Suwon District Court-2015-Gu Partnership-71540 ( March 31, 2016)

Title

overseas workers, even if they are overseas workers, shall be residents in Korea.

Summary

In full view of the facts that it is difficult to deem that the Plaintiff constitutes a resident under the former Income Tax Act in 2011, which is the taxable year of this case, when the Plaintiff has an occupation that requires the Plaintiff to continue residing abroad for 1 year or longer.

Related statutes

Article 2 of the Enforcement Decree of the Income Tax Act and Determination of Residence

Cases

2016Nu6349 and revocation of the detailed global income and disposition

Plaintiff and appellant

Park ○

Defendant, Appellant

○ Head of tax office

Judgment of the first instance court

Suwon District Court Decision 2015Guhap71540 Decided August 31, 2016

Conclusion of Pleadings

February 1, 2017

Imposition of Judgment

February 22, 2017

Text

1. The plaintiff's appeal is dismissed.

2. The costs of appeal shall be borne by the Plaintiff.

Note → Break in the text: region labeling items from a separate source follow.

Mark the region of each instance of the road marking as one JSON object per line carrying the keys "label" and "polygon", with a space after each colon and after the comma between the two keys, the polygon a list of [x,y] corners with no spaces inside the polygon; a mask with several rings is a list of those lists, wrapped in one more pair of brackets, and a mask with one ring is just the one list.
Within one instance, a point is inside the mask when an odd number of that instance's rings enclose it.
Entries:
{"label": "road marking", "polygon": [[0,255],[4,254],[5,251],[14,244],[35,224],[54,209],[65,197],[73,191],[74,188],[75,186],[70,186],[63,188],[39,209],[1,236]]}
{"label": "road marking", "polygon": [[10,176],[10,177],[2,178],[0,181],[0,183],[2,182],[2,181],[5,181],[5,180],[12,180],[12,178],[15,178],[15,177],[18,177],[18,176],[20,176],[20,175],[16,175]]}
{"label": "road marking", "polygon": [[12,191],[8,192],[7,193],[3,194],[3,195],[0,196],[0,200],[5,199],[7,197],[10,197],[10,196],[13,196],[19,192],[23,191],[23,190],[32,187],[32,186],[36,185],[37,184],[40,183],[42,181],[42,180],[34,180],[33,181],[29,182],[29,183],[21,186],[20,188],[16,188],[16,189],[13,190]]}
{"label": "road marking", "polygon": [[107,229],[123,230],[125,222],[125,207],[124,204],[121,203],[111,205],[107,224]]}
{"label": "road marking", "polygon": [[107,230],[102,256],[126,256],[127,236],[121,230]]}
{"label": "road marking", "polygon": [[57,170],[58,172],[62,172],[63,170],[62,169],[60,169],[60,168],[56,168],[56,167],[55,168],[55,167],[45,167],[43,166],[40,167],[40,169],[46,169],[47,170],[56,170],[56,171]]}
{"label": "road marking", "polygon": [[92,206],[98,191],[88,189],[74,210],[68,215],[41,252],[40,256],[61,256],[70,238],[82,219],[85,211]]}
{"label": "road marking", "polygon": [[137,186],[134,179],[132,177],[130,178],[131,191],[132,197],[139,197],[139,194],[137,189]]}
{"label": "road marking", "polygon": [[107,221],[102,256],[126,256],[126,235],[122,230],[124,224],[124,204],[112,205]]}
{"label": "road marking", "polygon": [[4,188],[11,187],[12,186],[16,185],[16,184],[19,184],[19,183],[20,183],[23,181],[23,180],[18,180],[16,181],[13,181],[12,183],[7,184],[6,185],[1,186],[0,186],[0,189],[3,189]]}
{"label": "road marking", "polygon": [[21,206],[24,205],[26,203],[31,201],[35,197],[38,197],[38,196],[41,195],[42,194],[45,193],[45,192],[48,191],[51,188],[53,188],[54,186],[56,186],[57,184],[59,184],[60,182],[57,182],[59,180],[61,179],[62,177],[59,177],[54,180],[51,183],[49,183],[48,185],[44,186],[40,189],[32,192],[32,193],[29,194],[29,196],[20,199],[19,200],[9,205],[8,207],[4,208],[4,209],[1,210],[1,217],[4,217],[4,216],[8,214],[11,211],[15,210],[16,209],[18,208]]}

Purport of claim and appeal

The judgment of the first instance shall be revoked. The imposition of global income tax of KRW 403,172,250 (including additional tax) for the Plaintiff on June 10, 2015 shall be revoked.

Reasons

1. Quotation of judgment of the first instance;

The court's explanation on this case is identical to the reasoning of the judgment of the court of first instance, in addition to the dismissal or addition of part of the judgment of the court of first instance as follows. Thus, it is acceptable to accept this as it is in accordance with Article 8 (2) of the Administrative Litigation Act and Article 420 of the Civil Procedure Act.

"403,172,250 won" for the second reason shall be added to "403,172,250 won" for the second reason.

○ The 5th page 17 to 6th 10 pages are as follows.

In full view of the following circumstances, i.e., (i) even if the Plaintiff entered into an employment contract with the non-party company around August 30, 2007 and worked in the non-party company until around 2015, the Plaintiff was working for the extension of the contract on an annual basis with the non-party company; (ii) the Plaintiff was registered as a resident in the apartment owned by the Plaintiff in Korea with his spouse in the instant taxable year; (iii) although the Plaintiff was ordered to make a business trip from the non-party company, it was 8 days having less than 5 days of entry into the instant taxable year; (iv) 23 days having less than 23 days of stay in the instant taxable year; and (v) from 2007 to 2010, 62 days to 20 days in Korea, it is difficult to view that the Plaintiff’s obligation to pay income tax is closely related to the above income subject to subparagraph 2 of Article 2(4)1 of the former Enforcement Decree.

In addition to the above facts, the following circumstances revealed as a whole, i.e., the plaintiff's spouse staying in Korea for 353 days, and the plaintiff's children were staying in Korea for most annual periods, ② since the plaintiff's spouse moved in an apartment house owned by the plaintiff on January 7, 2008, the plaintiff's spouse maintained his resident registration until now, and the plaintiff's spouse continued to live in Korea, and the plaintiff was living in Korea, and there was a stable living space for the plaintiff's family member in Korea. ③ The plaintiff was working in Kuwait, and was provided with local vehicles and lodgings from the non-party company. The plaintiff did not acquire tangible assets, etc. within Kuwait as a basis for living, while the plaintiff did not have acquired real estate assets, etc. within 20 years, and the plaintiff transferred most income acquired from Kuwait from the plaintiff's family member after being registered in Korea as a rental business operator for 20 years, and the plaintiff's real estate was used for 20 years after being registered in Korea.

Therefore, the plaintiff's assertion is without merit.

2. Conclusion

Therefore, the judgment of the first instance court is legitimate, and the plaintiff's appeal is dismissed as it is without merit. It is so decided as per Disposition.